Some states have used the targeted enrollment strategies to enroll a large number of newly eligible people without having to process a new application – six states that reported data enrolled almost three-quarters of a million people using SNAP. Other states have found the strategy to be useful in addressing a backlog of pending applications or renewals. The strategy can be effective whether or not a state has expanded Medicaid.
The State Health Official letter (SHO) announcing the SPA option details certain criteria that must exist to ensure that individuals enrolled are certain to be financially eligible. Plus, it’s important to note that, unlike Express Lane Eligibility, which allows states to use other means-tested programs to enroll people who are eligible for Medicaid, the SNAP enrollment SPA does NOT allow for automatic enrollment. First, the state must make sure the individual is not already enrolled. It must also put forth a plan for verifying citizenship and qualified immigration status and for how it will obtain minimum requirements for an application such as a signature. There are other administrative requirements, which may take interested states some time to review and digest, although the states that have already been using the strategy will have a leg up.

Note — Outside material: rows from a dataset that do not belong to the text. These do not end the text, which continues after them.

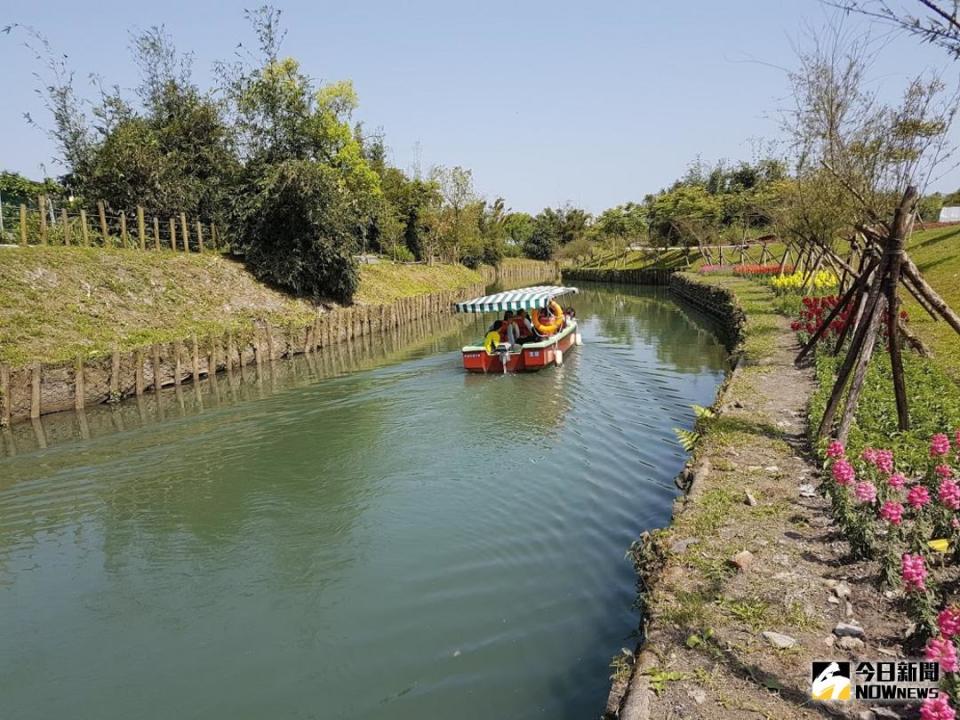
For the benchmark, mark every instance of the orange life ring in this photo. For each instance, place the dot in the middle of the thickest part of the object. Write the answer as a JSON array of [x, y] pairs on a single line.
[[548, 328]]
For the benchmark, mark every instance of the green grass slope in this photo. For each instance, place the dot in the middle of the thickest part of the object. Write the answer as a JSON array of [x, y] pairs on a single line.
[[57, 303], [937, 254]]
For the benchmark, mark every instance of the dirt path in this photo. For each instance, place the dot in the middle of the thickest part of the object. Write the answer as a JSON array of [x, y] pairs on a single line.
[[753, 551]]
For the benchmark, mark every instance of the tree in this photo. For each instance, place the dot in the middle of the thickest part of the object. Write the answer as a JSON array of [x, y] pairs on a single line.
[[876, 156], [938, 24], [300, 233]]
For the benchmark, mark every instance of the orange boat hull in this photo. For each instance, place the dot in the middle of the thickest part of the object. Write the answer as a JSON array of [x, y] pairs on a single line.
[[529, 359]]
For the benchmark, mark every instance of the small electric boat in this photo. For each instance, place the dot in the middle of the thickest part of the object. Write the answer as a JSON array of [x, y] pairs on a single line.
[[559, 336]]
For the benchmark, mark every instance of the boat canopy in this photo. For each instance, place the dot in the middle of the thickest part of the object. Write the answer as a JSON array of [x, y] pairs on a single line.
[[523, 299]]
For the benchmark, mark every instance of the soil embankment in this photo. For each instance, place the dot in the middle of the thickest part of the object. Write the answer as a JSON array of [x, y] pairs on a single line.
[[80, 326], [750, 581]]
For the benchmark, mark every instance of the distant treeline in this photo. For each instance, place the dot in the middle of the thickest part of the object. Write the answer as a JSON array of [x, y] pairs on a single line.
[[275, 161]]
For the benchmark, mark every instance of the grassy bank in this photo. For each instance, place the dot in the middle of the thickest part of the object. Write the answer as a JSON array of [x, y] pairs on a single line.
[[60, 303], [937, 254]]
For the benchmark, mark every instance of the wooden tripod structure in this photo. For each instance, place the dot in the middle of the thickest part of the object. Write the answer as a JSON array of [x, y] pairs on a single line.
[[873, 299]]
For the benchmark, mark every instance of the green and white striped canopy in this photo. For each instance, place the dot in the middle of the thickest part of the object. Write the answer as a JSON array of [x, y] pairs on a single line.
[[525, 299]]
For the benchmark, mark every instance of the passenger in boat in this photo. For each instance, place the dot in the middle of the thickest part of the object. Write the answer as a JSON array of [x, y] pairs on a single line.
[[492, 338], [508, 331], [525, 331], [548, 320]]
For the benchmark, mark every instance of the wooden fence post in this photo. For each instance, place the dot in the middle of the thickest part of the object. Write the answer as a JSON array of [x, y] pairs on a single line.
[[155, 362], [138, 371], [4, 396], [184, 232], [141, 228], [84, 231], [35, 391], [104, 230], [177, 364], [196, 361], [115, 376], [41, 203], [64, 220], [78, 387]]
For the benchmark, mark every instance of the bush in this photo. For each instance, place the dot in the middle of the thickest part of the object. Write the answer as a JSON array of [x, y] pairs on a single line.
[[298, 232]]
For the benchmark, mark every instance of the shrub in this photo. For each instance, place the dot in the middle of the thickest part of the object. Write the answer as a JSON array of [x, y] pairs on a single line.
[[298, 232]]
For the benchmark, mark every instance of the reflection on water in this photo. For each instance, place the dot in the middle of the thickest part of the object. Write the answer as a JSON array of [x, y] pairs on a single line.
[[403, 542]]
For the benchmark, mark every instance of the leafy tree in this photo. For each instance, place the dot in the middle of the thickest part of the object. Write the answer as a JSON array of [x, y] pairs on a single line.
[[518, 227], [300, 234], [16, 189]]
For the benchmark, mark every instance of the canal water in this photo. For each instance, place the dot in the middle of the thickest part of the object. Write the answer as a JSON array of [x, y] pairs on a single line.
[[404, 541]]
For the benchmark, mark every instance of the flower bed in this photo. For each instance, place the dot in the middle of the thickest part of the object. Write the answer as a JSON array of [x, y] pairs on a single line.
[[793, 282], [909, 522], [814, 312], [714, 269], [755, 270]]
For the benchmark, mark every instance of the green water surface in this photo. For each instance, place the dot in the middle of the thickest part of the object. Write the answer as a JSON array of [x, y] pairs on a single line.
[[403, 541]]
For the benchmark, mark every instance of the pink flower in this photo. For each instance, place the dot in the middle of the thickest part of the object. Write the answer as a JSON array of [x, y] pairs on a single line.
[[843, 472], [937, 708], [943, 651], [913, 572], [836, 450], [884, 461], [865, 491], [939, 445], [949, 494], [892, 512], [949, 621], [918, 496]]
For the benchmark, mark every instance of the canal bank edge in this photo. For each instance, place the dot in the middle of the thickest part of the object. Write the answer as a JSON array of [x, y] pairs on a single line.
[[41, 389], [750, 580]]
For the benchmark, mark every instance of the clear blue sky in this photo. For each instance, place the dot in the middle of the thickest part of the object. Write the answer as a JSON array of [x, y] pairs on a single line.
[[547, 102]]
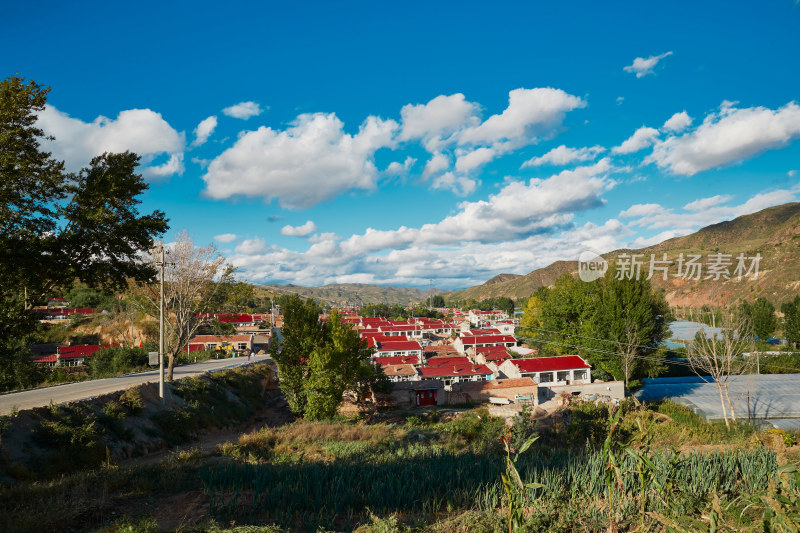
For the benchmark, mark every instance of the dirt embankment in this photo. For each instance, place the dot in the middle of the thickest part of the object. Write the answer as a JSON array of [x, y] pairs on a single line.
[[49, 441]]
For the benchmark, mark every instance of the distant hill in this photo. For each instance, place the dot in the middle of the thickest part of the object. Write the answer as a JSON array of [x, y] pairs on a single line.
[[773, 232], [356, 293]]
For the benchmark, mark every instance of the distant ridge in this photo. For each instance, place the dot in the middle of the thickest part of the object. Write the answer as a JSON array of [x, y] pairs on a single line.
[[355, 293], [773, 232]]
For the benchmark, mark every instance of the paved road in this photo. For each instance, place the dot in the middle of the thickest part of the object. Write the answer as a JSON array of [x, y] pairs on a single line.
[[71, 392]]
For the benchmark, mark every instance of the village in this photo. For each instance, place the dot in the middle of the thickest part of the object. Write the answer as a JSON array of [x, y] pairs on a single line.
[[468, 357]]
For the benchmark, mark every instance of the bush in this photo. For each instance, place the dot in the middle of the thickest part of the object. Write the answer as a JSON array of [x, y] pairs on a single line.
[[116, 361]]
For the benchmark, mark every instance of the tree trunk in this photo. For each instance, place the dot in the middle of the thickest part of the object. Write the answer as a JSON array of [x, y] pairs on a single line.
[[722, 403], [170, 367], [730, 403]]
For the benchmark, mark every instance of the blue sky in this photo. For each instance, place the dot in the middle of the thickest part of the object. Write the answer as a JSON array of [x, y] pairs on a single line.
[[318, 143]]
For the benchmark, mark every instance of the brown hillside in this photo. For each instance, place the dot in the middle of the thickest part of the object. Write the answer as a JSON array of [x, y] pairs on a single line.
[[774, 233]]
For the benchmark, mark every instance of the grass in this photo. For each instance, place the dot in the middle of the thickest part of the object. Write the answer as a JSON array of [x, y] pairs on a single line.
[[440, 475]]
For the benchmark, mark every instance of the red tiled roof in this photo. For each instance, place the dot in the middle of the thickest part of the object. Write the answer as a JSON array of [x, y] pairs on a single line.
[[496, 357], [400, 370], [547, 364], [485, 331], [495, 384], [203, 339], [395, 346], [454, 370], [398, 360], [447, 361], [81, 350]]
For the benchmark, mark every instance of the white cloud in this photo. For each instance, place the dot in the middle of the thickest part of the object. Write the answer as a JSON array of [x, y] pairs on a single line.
[[677, 122], [704, 212], [299, 231], [243, 110], [460, 185], [225, 237], [139, 130], [251, 247], [531, 114], [644, 66], [204, 130], [312, 161], [396, 168], [438, 119], [174, 165], [729, 136], [562, 155], [641, 139], [640, 210], [436, 164], [470, 160], [704, 203]]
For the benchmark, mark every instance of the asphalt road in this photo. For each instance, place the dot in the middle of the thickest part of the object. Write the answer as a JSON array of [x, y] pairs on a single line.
[[71, 392]]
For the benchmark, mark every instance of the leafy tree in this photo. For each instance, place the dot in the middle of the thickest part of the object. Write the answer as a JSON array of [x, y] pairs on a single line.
[[791, 320], [194, 279], [56, 227], [617, 325], [302, 333], [318, 363]]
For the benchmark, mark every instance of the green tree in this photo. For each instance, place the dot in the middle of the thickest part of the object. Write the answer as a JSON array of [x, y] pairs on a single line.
[[791, 320], [618, 325], [302, 333], [761, 316], [335, 367], [318, 363], [56, 227]]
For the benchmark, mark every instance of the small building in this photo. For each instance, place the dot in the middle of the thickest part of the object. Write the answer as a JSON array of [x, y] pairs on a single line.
[[398, 349], [214, 342], [400, 373], [549, 371], [450, 374], [464, 343]]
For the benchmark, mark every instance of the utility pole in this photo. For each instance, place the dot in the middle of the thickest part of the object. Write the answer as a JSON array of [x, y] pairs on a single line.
[[161, 330]]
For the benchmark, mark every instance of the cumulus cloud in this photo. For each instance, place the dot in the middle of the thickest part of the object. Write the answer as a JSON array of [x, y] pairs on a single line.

While CMS had expected that this and other enrollment strategies outlined in its May 17, 2012 initial SHO under temporary waiver authority would no longer be needed by the end of 2015, ongoing systems challenges in some states have prompted CMS to extent the temporary waiver authority with a few changes. Namely, states must commit to determining eligibility using MAGI-based methodology no later than 12 months after use of the strategy at enrollment or renewal. The strategy cannot be used to renew eligibility for someone who was enrolled using the strategy initially.
By the way, the new SPA option isn’t limited to SNAP. The strategy may also be applied to participants of TANF and other public mean-tested benefit programs if the criteria required by the SPA are met.